Only ten beers on the table

The response by James Shaw to today’s breach of the ETS price cap has reminded me of the most helpful analogy I have heard to describe how a binding ETS cap really does neutralise every policy under the cap under nearly all foreseeable circumstances. The analogy comes from Eric Crampton. It involves beer.

To recap today’s events:

  • Earlier today, the government issued an extra 1.6 million ETS emissions units to defend the price cap
  • Those extra units will raise New Zealand’s emissions by 1.6 million tonnes
  • Shaw is looking at ways to neutralise the extra units so that they do not raise overall emissions. One of those ways is to issue 1.6 million fewer units in the future. Shaw is correct that this will indeed neutralise the emissions from the extra units issued today.
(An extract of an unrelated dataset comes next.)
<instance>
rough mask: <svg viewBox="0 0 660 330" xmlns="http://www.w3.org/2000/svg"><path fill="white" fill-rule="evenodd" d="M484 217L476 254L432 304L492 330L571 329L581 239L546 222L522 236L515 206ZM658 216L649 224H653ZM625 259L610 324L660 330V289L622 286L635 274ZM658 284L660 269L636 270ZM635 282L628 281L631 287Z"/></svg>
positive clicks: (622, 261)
Shaw’s implied view is that in order to neutralise the extra units under a binding ETS cap, you have to reduce the cap. Right on. Shaw did not say he is also looking at more EV subsidies to neutralise the extra units. That is good because it would not work.

So here is my adapted version of Eric’s beer analogy, the takeaway being the cap is the cap is the cap:

Each Friday, Alex, Bob and Cath drink beer together. Alex always drinks 3 pints, Bob 4 pints, and Cath 5 pints. They have all 12 pints delivered to their table at the start of the night and go home when the last glass is empty.

Tonight, the pub has run dry. Only 10 pints arrive at their table. The friends discuss how to divide up the smaller number of beers. They come up with all kinds of elaborate schemes.

Further complicating things, the pub owner is friends with Alex and decides to charge her only half price for whatever she has to drink. It is such a good deal that Alex ends up drinking four pints, more than her usual three.

So what effect does the owner’s subsidy and all the elaborate schemes have on the total number of beers consumed? Zero. Exactly 10 pints are consumed, because that is all the beer there is. The subsidy and the schemes change how the beers are divided – but do not and cannot change the total number of beers consumed.

And so it is with a binding ETS cap. Subsidise EVs all you like. Raise taxes on petrol. Ban new gas connections. Do all the elaborate, tricky policies you want. They will have zero effect on total emissions. Because total emissions under a binding cap is solely determined by the cap – the number of emissions units issued by the government.

Next month, the government will commit tens of billions of dollars-worth of new emissions policies under its Emissions Reduction Plan. Nearly all of them will work under a binding ETS cap. As a result, they will not change total emissions by a single tonne. We will be no closer to our emissions targets, not by one gram. We will just be poorer.

Hundreds of officials, perhaps thousands, working away on their elaborate plans to lower emissions cannot see the obvious truth. Whatever their plans, there will be ten beers on the table.